Postponing Medicare for All until we cinch every vote ignores the fact that like all historic reforms, achieving it could take multiple sessions of Congress. With that in mind, the goal of bringing legislation to the floor right now should not be confined to winning a majority vote. The goal must also be to expose where representatives stand so that our movement can hold them accountable.
Unlike Warren, Sanders will force a vote. He has promised to introduce Medicare for All in the first week of his term. If Democratic senators choose to defy a presidential mandate and side with private insurance companies, then they will have to make that choice in front of the American people.

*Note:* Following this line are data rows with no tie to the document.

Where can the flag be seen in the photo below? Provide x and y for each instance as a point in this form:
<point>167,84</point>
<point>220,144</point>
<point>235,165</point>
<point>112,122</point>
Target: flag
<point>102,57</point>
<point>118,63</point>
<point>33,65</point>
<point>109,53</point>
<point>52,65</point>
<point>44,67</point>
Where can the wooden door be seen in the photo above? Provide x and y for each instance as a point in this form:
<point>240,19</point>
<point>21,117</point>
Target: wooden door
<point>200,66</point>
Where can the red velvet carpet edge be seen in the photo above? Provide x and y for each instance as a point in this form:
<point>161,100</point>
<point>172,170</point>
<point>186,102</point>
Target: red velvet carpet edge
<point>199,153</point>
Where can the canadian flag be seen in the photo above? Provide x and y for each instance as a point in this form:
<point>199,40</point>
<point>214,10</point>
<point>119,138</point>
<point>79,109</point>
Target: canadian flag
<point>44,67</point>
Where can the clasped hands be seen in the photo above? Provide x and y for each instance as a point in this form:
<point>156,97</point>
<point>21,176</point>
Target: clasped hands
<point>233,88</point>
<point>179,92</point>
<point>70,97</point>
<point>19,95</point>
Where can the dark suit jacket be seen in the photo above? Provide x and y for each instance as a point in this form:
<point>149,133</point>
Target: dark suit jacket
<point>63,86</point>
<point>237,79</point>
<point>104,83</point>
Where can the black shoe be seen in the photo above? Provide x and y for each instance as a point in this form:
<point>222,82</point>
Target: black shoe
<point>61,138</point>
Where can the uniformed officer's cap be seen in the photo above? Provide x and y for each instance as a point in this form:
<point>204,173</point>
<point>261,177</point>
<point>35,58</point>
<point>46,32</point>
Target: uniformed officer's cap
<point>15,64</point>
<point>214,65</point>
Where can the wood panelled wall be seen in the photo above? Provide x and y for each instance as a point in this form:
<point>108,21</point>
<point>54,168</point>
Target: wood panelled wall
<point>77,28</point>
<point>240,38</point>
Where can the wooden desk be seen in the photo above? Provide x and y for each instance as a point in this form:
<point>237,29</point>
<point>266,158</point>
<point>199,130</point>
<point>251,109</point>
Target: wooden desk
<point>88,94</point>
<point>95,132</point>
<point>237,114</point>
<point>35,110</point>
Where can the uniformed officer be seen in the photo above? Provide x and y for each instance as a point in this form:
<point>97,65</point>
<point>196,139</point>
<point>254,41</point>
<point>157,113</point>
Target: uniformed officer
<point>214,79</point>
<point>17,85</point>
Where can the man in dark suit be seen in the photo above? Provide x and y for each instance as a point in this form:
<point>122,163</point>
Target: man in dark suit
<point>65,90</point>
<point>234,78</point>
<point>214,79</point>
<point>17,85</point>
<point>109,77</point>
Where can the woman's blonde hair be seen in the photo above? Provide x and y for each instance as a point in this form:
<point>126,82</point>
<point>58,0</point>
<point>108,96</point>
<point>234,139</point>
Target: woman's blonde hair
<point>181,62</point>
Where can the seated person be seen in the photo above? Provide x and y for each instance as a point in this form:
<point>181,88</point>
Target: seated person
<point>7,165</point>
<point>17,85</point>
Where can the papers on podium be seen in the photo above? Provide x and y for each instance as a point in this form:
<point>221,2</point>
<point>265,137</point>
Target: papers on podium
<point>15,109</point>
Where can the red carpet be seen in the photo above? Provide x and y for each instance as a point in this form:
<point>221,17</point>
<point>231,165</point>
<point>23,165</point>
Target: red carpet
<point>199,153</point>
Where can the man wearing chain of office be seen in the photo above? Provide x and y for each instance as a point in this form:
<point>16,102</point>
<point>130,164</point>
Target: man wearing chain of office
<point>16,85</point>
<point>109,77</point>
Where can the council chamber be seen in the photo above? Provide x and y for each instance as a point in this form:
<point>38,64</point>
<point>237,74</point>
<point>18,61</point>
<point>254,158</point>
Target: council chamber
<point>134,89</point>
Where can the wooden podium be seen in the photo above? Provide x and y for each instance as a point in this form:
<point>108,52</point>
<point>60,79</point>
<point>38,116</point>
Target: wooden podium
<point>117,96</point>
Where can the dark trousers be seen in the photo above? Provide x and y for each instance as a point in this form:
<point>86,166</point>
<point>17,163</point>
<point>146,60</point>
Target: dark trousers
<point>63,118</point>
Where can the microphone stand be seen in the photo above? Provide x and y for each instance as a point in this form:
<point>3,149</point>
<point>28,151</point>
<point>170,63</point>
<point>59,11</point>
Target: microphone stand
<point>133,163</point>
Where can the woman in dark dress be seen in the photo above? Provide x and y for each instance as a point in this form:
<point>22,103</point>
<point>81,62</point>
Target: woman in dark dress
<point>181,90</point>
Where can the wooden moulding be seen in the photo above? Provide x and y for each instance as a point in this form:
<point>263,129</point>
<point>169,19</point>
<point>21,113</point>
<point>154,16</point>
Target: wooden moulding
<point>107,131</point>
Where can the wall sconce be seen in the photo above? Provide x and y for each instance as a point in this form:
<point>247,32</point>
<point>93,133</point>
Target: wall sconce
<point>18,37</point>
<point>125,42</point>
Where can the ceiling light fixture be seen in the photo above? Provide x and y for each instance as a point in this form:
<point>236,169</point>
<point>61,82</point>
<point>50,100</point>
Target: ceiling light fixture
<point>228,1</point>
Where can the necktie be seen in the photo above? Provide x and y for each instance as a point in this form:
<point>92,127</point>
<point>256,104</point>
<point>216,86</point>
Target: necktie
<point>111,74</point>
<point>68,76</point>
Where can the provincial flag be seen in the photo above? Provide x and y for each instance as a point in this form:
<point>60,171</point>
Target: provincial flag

But that’s not his entire strategy. Sanders has focused his entire political life on empowering ordinary people by getting them involved in the political process. For him, the growth of the Medicare for All movement is the growth of a political revolution that will transform our country. Instead of tamping down popular militancy in the name of pragmatism, Sanders promises to scale up our mass organizing to an unprecedented level. As he put it this year:
I’m going to run the presidency differently than anyone else. I’m not only going to be commander-in-chief, I’m going to be organizer-in-chief. We’re going to rally the people. . .to tell their senators to stand with ordinary Americans and not with wealthy campaign contributors.
Don’t Fall for It
Unfortunately, some activists in positions of leadership have fallen for the bait and switch. Barkan, one of the highest-profile Medicare for All advocates (with good reason), endorsed Warren following the release of her plan, which he hailed as “the greatest feat of public policy jujitsu that I have ever seen.”
But there are serious ideological and tactical differences between the candidates and looking at responses helps us separate the wheat from the chaff. After sizing up her plan, it’s clear that Elizabeth Warren doesn’t care about passing Medicare for All. Any hope of keeping Medicare for All on the agenda in the foreseeable future will be made or broken with Bernie Sanders. Those who are serious about winning must rally our movement behind his campaign while we can.